Generating synthetic Poisson time series

9 minute read


In x-ray astronomy, we often encounter Poisson distributed time series. This leads to lots of different time series analysis approaches. Whenever we want to try a new analysis, it is a good idea to first work on a simulated data set so that we can control the experiment. The goal will be to generate individual arrival times such that the events have the proper distribution, i.e., that they know about each other.

%matplotlib notebook
import matplotlib.pyplot as plt
from jupyterthemes import jtplot'mike')'notebook', fscale=1, grid=False)

red = '#FF3F3C'
green = '#22ED78'
yellow =  '#FBF346'
blue = '#30A5EC'


The naive way

First lets look at a very simple way to create a light curve. We know counts are Poisson distributed. Let’s say we want to generate a constant light curve with a rate \(\lambda=5\) counts per second. We could choose time bins of one second duration, and draw from the Poisson distribution.

dt = 1.
starts = np.arange(0, 50, dt)

rate = 5.

fig, ax = plt.subplots()

y = np.random.poisson(rate, size=len(starts))
ax.step(starts,y,color=green, label = 'rate', lw=2)

ax.axhline(rate, label=r'$\lambda$',color=blue)
ax.set_ylabel('rate (counts /s)')
ax.set_ylabel('rate (counts /s)')

<IPython.core.display.Javascript object>

<matplotlib.legend.Legend at 0x1096dc710>

We have a light curve and it exhibits the expected Poisson variability we expect, but we are stuck here. We cannot do very much with the counts if, for example, we would like to rebin or add properties to individual events… because we do not have events at the moment. Let’s see how we can do better.

A constant rate

First we will explore a constant rate. What we want to generate are arrival times of events such that the events are Poisson distributed.

Let’s start with the Poisson distribution:

\[\pi(f(t) = n | \lambda)=\frac{\lambda t ^{n} e^{-\lambda y }}{n !}\]

which tells us the probability of observing \(n\) events over a time from now until \(t\) given a rate of events \(\lambda\).

If we want to know how long we must wait, \(T\), until a new event arrives, we have are asking the question:

\[\pi(T>t) = \pi(f(t)=0) = \frac{(\lambda t)^0 e^{-\lambda t}}{0!} = e^{-\lambda t}\]

Thus, the waiting time is distributed exponentially and if we want to sample events arriving at these times we need to sample this distribution. We can achieve this via inverse transform sampling.

The cumulative distribution function for the exponential distribution is

\(F(t) = 1 - e^{-\lambda t}\).

When thus need to solve

\[F(F^{-1}(u)) = u\]

where \(u \sim U(0,1)\). This yields

\[t = F^{-1}(u) = -\frac{1}{\lambda} \log(1-u)\]
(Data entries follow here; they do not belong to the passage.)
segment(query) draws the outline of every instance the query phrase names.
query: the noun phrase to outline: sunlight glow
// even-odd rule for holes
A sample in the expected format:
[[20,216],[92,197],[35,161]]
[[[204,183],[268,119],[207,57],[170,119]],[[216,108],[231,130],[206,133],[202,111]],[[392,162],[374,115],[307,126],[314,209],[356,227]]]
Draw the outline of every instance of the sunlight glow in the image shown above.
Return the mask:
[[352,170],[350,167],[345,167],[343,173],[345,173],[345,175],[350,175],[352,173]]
and since the shape of the distribution does not change by shifting \(u\), we can simple have

\(t = F^{-1}(u) = -\frac{1}{\lambda} \log(u)\).

Now this tells us how to draw a new waiting time which is a duration. So if we want to draw a time series, we simply need to start from a time \(t_0\), draw a waiting time, and then add this to \(t_0\). We can repeat this until we reach the time we desire. Let’s try it out.

# this is our t0
current_time = 0
# this is the time we would like to reach
max_time = 50.

# this is our lambda
rate = 5. # evts/s

# we store the arrival times and we start with our current time
arrival_times = [current_time]

# we stop when we exceed our current time
while current_time < max_time:
    # draw a uniform random number
    u = np.random.uniform(0,1)
    # compute a new time by adding the waiting time to
    # the current time
    new_time = current_time - (1./rate) * np.log(u)
    # store this new time
    # update the current time
    current_time = new_time

Now let’s look and our binned light curve. We bin such that each bin is one second long.

fig, ax = plt.subplots()

bins = np.arange(0,51, 1)

ax.hist(arrival_times,bins=bins, histtype='step',color=green, lw=2, label='rate');
ax.axhline(rate, label=r'$\lambda$', color=blue)
ax.plot(arrival_times, np.ones_like(arrival_times),'o', color=red, label='events',markersize=5,alpha=0.1)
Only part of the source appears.